I was actually thinking of it as an extension of the presumption of innocence on behalf of the citizenry and keeping the burden of proof on the government as a check against it's powers. Cops are citizens too but there is some level of surrender of your individual rights e.g., when you join the military. It'd be similar to that.

Another thought is the panopticon: https://en.m.wikipedia.org/wiki/Panopticon . You don't necessarily need to stream and record every cop's cam, just randomize it without indicating to the cops who's getting recorded or when.


Given there aren't a lot of citizens randomly stopping officers to accuse them of crimes... I don't see a problem. The ISSUE right now is exactly what you've described - officers accusing citizens of crimes they didn't commit without proof beyond "their word".

As someone who has been falsely accused by an officer (fortunately a minor traffic violation that I was able to make go away by paying a small fine), I've lost any faith that officers are there to serve their constituents.


I've also been a victim of this. The police even held a mock-trial for me, with one acting as judge while his fellow officer and I both presented our sides of the story. I won't make assumptions about the likelihood of them ever actually telling another fellow officer they agree with a defendant, but it definitely did not happen in my case. Added insult to injury and a bit of a resentment towards the whole process for me and not much else.


Ive heard there are a lot of suspects accusing officers but body cams reduce the average amount of those accusations.

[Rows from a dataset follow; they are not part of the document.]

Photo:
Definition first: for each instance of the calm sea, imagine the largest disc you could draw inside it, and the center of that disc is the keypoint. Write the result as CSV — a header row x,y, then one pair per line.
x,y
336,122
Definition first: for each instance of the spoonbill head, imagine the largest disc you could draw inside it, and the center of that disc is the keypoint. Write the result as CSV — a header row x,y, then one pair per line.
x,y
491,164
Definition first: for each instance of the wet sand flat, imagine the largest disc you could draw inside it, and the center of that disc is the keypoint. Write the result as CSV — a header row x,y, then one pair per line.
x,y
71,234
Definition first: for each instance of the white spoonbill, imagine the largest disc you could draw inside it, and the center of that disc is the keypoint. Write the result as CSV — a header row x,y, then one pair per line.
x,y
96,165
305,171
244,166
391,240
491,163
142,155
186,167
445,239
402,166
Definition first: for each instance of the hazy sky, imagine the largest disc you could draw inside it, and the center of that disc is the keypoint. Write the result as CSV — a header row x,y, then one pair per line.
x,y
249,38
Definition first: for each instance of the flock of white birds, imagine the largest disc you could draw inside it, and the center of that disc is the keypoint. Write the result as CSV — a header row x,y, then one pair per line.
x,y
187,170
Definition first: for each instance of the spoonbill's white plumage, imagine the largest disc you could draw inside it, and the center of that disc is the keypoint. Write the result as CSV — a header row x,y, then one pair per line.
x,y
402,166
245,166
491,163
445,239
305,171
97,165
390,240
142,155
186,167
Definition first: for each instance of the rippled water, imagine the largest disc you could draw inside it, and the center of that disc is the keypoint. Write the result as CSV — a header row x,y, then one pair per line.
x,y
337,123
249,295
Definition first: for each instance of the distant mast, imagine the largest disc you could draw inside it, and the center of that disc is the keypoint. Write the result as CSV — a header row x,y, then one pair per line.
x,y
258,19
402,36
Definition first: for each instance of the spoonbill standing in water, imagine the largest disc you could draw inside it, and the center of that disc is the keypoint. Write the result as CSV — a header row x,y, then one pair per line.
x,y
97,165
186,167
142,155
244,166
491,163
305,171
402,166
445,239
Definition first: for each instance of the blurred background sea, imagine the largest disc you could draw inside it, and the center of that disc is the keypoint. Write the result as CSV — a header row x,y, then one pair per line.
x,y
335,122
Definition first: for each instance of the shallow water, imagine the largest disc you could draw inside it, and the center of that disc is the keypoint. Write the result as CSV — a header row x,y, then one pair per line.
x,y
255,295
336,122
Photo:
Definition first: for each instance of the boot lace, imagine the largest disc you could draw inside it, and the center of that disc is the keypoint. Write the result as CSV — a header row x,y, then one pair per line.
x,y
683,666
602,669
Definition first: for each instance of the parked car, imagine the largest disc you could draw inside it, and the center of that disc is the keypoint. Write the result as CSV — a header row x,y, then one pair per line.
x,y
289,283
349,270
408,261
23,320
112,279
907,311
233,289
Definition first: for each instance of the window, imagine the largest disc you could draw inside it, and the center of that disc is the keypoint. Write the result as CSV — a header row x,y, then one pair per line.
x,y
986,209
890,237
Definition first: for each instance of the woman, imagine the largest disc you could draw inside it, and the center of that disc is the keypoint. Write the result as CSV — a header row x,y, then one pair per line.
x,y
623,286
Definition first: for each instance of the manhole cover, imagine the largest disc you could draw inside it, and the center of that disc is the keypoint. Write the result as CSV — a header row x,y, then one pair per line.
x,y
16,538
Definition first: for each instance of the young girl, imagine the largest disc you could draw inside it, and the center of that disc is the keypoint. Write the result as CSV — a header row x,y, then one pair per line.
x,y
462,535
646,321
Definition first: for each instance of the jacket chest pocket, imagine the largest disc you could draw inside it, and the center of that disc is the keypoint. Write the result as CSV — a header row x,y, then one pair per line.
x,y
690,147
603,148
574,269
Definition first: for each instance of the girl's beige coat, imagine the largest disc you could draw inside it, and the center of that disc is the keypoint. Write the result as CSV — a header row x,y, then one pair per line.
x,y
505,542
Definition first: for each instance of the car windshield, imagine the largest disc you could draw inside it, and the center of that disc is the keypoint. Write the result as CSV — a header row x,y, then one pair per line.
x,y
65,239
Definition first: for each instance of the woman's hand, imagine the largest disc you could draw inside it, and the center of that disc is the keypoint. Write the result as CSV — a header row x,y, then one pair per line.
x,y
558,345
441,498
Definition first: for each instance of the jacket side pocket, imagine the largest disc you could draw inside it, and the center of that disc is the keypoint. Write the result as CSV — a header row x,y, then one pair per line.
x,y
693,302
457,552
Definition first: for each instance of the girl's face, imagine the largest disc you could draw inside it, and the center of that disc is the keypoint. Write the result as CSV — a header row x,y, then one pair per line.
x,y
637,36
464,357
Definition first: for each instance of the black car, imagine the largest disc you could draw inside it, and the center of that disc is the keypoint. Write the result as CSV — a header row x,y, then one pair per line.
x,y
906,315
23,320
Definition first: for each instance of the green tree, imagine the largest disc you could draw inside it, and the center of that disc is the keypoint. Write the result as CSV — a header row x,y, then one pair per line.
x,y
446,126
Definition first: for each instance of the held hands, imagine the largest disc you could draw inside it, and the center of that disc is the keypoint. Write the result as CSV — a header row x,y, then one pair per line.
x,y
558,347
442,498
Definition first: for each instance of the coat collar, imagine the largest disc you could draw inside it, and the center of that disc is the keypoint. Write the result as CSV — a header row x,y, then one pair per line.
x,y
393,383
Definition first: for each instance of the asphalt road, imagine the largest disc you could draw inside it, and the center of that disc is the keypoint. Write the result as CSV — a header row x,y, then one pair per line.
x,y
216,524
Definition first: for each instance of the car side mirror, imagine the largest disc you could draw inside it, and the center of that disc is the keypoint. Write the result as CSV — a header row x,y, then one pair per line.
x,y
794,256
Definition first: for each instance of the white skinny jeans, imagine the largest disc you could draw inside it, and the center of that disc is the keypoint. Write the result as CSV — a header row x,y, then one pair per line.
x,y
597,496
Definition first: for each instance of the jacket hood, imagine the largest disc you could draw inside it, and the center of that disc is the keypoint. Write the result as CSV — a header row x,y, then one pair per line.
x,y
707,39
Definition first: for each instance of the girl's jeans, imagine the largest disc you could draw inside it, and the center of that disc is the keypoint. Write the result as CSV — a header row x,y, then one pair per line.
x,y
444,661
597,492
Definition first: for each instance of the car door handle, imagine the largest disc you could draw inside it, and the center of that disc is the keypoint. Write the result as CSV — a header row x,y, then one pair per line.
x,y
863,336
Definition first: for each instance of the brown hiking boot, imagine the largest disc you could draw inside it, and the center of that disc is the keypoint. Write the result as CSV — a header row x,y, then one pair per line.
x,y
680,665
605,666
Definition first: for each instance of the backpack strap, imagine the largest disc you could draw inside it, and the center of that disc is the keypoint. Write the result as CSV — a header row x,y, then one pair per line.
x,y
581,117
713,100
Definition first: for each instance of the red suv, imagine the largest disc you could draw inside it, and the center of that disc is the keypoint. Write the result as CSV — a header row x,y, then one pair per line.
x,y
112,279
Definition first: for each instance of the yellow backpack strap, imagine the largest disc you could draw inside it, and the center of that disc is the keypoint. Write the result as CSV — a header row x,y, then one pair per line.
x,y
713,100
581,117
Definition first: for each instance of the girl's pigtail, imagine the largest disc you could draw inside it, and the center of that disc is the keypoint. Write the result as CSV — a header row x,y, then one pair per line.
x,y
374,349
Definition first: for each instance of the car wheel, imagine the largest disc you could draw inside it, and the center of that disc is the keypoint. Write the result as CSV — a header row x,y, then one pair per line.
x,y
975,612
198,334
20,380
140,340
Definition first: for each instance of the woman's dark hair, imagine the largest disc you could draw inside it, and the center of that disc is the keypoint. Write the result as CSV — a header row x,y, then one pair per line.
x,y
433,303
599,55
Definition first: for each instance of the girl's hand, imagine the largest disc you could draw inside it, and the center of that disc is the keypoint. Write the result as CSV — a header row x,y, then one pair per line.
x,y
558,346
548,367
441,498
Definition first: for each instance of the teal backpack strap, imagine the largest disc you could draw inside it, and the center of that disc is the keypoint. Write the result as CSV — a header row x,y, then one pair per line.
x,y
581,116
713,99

You are misapplying the right. That principle was devised explicitly to protect citizens from powerful entities.

That principle is not in contradiction with the principle that power must be held accountable.

Historically, that's why public figures are called "public" in opposition to "private".


Police need to be held to a higher standard than citizens. Currently, they're held to a ludicrously lower one. That has obvious, demonstrable consequences.


Not really, there isn't a presumption of guilt because first you must establish spoliation. Once it has been established that the video record is incomplete, it must be the duty of the police to provide evidence of the technical failing that allowed it to happen to clear them of wrongdoing. After all, the evidence was in their care. Even if it was simply negligence and not malice.


A much more feasible option would be to directly make it a law that camera footage must be producible on request, much like tax receipts, driver's insurance, transit passes and other such documents.

There would still be lots of details to get right, but at least it wouldn't violate the basic underlying principles of our legal system.


If the police are given any sort of beneficial presumption, either formally or informally, at least that presumption should be discarded in cases in which body cam footage turns up missing.


Take away their immunity if they can't produce the videos and try them as citizens. I can't recall the specific immunity but it's something like special immunity or classified immunity for police officers when on patrol.


Yeah, dropping "the assumption of regularity" is probably better.

But then this comes down to a jury, and most Americans still seem to trust their police officers. Just saying..


Then it sounds like there is a strong incentive to keep that camera on!

When cops' word weighs more than yours in a court of law, this requires an equivalent check against that power by only making it weigh that much when there is corroborating evidence (i.e., video proof).


While you are completely correct, it would force any rational being to make sure not only that they are wearing a camera, but that it is working too.